Fine del lockdown, Zingaretti: “Ripartiamo ma teniamo alta la guardia”

Giu 2, 2020 | Regione Lazio, Sanità

Finisce il lockdown più severo della pandemia da coronavirus e il presidente della regione Lazio, Nicola Zingaretti, lancia un suo appello personale che, sintetizzato, raccomanda ai cittadini di continuare a tenere alta la guardia contro la diffusione della Covid 19. “Il nostro primo pensiero va alle vittime – afferma il governatore – alle loro famiglie a chi ora è affetto dal virus ed è in cura. In queste settimane anche nel Lazio abbiamo lottato per contenerne al massimo la diffusione e la letalità e insieme grazie allo sforzo di tutti ci siamo riusciti”.

“Ora inizia una fase nuova – continua Zingaretti – quella della vita che continua e di convivenza con questa maledetta bestia. Ma possiamo farcela anche questa volta.
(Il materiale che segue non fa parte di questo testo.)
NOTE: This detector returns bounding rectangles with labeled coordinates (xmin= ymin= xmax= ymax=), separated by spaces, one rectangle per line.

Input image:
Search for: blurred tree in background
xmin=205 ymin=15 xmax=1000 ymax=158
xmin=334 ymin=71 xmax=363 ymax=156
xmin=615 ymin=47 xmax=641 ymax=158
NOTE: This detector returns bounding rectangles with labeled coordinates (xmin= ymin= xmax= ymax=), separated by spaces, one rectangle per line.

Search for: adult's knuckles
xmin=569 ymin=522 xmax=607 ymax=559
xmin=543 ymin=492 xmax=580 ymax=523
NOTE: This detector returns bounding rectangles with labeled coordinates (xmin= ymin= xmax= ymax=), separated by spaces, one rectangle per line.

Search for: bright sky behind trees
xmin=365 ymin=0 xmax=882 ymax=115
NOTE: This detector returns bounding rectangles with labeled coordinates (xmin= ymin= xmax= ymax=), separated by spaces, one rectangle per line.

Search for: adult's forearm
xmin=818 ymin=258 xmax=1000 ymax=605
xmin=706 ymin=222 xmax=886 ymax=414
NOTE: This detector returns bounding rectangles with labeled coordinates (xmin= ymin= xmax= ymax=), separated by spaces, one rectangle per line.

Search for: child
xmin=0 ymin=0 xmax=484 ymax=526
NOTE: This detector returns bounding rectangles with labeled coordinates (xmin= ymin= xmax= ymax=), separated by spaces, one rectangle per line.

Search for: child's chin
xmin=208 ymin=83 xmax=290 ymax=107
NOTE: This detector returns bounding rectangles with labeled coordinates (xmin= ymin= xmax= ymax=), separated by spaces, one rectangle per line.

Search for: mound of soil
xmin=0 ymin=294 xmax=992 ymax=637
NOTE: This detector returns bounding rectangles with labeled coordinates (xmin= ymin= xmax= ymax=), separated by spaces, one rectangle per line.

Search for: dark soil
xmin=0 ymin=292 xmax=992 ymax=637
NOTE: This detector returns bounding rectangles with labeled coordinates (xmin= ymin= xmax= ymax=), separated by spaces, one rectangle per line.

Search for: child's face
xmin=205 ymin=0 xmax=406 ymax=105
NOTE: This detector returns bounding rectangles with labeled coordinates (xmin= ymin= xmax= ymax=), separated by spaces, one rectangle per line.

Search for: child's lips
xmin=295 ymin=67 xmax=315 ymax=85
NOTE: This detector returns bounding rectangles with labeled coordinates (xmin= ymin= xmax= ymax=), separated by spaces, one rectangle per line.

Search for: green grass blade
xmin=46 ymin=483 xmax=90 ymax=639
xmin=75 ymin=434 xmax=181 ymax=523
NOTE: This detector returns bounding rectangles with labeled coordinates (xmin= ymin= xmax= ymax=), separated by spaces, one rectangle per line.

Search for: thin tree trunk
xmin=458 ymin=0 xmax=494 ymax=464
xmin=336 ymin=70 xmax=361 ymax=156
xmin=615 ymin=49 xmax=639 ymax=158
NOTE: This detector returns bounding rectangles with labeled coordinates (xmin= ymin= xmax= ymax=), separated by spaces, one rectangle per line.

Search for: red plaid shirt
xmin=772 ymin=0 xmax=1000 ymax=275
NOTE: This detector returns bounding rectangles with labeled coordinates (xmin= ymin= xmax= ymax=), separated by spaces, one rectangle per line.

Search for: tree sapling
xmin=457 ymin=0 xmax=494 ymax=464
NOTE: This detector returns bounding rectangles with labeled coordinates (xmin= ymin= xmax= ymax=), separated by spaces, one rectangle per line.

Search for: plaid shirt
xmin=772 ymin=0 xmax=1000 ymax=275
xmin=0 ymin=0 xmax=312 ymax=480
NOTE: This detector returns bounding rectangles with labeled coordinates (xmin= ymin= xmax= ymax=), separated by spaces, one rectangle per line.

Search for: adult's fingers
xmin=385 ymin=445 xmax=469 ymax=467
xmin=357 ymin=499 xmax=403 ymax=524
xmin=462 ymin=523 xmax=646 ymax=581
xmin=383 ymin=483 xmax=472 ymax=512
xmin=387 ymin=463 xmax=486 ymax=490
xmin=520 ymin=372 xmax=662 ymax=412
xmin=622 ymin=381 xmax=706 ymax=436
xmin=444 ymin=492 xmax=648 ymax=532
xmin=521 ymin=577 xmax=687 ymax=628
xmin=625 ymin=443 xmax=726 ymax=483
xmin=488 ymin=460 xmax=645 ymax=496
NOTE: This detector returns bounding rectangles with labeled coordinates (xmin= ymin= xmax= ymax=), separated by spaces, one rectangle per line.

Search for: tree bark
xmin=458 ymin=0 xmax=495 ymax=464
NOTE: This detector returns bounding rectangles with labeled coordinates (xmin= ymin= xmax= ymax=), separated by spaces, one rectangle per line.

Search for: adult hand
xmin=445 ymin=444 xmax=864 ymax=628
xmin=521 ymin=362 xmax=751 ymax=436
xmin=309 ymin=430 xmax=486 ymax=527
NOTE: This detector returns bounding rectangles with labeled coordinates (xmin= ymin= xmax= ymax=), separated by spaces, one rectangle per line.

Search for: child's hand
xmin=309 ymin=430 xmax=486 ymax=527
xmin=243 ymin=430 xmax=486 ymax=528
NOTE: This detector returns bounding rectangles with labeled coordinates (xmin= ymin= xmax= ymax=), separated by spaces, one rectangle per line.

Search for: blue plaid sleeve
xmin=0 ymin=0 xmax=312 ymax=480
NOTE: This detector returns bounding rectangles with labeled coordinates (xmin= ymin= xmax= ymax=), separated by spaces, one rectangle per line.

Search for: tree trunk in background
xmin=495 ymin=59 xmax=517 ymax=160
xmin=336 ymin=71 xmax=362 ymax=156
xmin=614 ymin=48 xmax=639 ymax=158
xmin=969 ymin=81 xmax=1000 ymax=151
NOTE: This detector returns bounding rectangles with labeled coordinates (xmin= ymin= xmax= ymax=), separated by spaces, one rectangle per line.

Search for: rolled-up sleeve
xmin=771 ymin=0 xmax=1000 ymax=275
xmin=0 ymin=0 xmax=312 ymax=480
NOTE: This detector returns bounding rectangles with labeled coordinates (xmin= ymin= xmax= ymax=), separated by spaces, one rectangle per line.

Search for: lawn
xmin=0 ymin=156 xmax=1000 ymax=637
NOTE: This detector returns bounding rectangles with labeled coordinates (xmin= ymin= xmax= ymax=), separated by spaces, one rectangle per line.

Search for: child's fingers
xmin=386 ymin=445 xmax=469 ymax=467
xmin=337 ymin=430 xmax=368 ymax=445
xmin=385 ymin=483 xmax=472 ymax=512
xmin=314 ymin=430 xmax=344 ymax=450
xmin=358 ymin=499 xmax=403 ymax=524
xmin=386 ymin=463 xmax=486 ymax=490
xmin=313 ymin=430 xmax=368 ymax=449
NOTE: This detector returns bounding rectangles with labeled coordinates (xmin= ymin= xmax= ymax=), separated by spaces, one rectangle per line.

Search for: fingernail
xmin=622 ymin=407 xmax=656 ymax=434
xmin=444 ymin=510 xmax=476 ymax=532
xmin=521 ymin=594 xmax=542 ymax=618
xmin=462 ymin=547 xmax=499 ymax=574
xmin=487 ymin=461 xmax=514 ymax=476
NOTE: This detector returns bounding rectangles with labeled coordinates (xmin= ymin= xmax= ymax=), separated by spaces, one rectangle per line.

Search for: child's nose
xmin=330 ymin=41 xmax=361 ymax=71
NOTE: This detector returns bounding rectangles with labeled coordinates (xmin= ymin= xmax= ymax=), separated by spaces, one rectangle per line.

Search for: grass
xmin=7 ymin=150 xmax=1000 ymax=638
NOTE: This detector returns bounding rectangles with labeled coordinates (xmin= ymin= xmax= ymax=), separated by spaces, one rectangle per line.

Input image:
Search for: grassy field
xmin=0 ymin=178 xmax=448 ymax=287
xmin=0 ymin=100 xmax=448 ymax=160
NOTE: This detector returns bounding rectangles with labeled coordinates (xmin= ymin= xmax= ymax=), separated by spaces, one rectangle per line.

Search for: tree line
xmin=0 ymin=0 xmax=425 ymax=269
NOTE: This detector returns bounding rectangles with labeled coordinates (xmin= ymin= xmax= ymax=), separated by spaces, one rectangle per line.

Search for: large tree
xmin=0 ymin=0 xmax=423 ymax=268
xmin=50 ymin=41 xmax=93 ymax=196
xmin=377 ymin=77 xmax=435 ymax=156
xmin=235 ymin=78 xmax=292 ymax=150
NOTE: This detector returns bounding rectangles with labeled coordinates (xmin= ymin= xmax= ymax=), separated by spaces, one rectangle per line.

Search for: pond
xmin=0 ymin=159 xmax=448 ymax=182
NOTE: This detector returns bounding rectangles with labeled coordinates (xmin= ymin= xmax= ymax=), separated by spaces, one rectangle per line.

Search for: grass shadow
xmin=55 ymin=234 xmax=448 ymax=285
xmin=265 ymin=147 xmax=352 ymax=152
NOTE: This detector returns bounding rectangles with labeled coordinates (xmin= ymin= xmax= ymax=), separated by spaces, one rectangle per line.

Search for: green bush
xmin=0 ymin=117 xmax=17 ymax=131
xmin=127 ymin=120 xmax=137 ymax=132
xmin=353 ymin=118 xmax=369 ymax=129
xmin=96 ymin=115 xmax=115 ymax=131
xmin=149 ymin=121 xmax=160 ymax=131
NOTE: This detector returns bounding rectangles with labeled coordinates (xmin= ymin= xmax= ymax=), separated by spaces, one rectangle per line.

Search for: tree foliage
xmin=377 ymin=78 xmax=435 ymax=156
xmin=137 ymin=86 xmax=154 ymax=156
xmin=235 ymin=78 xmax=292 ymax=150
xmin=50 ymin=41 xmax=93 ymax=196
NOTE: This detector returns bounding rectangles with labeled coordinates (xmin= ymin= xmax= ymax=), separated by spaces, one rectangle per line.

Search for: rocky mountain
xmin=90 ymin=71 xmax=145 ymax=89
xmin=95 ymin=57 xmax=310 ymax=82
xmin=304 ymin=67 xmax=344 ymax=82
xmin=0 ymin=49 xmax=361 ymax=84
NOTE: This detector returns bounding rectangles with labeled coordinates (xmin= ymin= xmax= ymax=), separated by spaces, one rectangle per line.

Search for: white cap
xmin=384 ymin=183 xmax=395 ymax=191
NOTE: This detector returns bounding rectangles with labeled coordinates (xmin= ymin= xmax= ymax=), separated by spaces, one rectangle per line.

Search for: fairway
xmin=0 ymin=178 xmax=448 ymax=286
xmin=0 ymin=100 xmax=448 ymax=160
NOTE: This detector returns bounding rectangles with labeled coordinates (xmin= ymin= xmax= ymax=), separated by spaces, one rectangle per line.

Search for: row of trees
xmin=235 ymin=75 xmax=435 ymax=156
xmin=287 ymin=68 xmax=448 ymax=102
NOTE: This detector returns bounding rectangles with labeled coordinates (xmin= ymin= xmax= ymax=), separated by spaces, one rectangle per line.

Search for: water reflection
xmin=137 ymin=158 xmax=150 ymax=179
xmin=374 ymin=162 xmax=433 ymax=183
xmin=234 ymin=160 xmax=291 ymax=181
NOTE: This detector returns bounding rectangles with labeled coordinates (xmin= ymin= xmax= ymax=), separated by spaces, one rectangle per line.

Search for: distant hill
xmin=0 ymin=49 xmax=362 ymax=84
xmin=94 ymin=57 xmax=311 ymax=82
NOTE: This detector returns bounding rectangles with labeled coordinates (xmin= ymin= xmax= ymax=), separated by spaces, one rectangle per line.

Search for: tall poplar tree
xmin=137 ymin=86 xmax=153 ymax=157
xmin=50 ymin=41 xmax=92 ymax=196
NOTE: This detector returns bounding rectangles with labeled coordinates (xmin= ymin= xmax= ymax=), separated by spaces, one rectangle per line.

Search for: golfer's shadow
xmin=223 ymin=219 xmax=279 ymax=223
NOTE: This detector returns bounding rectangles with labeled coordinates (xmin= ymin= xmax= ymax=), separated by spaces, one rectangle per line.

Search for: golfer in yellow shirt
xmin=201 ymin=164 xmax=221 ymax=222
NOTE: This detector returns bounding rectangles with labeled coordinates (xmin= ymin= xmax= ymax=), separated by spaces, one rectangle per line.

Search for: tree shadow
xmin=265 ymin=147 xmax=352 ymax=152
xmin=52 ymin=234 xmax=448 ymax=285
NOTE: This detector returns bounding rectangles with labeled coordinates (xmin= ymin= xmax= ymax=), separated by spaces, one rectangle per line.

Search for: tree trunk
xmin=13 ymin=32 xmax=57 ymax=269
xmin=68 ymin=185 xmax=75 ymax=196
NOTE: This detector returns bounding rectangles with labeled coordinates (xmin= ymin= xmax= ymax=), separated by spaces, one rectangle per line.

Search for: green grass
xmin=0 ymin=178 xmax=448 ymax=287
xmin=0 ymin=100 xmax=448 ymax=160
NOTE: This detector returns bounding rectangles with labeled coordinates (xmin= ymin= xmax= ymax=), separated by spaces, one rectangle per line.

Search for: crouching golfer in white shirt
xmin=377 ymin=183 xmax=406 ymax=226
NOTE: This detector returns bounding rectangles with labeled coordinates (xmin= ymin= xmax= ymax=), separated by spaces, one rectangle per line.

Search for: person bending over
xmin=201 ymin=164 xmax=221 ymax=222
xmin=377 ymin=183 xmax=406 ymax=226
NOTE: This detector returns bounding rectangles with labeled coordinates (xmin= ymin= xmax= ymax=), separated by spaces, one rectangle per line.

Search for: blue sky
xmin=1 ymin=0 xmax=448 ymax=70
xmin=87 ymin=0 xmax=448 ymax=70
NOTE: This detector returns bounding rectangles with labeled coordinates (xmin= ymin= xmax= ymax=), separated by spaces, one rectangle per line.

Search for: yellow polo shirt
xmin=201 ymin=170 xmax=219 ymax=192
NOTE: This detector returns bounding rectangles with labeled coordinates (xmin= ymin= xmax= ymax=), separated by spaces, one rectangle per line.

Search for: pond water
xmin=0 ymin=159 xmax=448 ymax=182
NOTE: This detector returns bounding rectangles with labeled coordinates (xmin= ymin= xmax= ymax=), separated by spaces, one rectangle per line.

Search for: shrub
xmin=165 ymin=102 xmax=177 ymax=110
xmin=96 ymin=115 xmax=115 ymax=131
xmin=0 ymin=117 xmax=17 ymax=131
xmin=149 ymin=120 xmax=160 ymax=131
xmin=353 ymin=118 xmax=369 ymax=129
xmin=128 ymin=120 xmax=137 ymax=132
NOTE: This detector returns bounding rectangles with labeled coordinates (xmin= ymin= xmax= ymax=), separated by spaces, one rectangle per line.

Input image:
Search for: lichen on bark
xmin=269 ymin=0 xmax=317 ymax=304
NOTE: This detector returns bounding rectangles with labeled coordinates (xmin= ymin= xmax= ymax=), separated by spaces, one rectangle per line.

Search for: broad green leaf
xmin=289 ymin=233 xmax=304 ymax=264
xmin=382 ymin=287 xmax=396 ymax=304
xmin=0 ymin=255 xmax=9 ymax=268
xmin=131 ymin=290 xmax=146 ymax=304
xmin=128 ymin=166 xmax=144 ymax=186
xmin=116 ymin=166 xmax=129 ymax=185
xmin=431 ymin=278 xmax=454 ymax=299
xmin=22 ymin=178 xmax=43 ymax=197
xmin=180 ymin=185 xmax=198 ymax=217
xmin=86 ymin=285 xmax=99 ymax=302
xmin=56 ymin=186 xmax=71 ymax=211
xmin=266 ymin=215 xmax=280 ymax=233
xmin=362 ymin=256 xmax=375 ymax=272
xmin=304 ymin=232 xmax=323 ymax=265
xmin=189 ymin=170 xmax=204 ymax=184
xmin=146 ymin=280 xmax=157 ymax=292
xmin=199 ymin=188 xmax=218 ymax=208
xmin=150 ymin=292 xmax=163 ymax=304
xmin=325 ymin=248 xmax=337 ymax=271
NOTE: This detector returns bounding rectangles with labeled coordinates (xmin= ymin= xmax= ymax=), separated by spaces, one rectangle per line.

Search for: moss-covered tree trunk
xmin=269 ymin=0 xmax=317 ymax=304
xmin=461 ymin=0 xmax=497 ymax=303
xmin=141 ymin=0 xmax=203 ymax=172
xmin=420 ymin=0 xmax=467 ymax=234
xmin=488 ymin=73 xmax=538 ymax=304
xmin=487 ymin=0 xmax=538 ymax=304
Molta più gente circolerà, proveniente anche da molti paesi europei. Roma e il Lazio tornano alla loro vocazione naturale, ma aumenterà un po’ il rischio e quindi ancora di più con responsabilità teniamo alta la guardia: distanza, igiene, mascherine. Ovunque dove si può misuriamo la temperatura, non è un problema, è una scelta che aumenta la sicurezza. L’economia deve ripartire per difendere il lavoro e le prospettive di vita della nostra comunità”.

Zingaretti ringrazia poi “tutti i cittadini che in questi mesi drammatici, collaborando, ci hanno permesso di ottenere risultati e salvare molte vite umane. In primo luogo gli operatori della sanità, ma anche chi nelle settimane più dure non ha mai smesso, gli imprenditori che hanno tenuto per tutti noi aperta la loro azienda e i lavoratori della distribuzione alimentare, o delle banche o delle poste o degli apparati dello Stato che ci hanno permesso di andare avanti. Grazie a chi in queste settimane ha ripreso a lavorare, ad aprire il proprio negozio, la propria impresa e lo ha fatto rispettando le nuove regole garantendo maggiore sicurezza. Grazie ai bambini e ai ragazzi, che hanno resistito, e grazie ai loro insegnanti, che con tutte le difficoltà di questo momento, hanno continuato ad assicurare la loro indispensabile presenza. Grazie davvero – conclude il governatore del Lazio – perché è il modo di vincere. È dura ma ce la faremo”.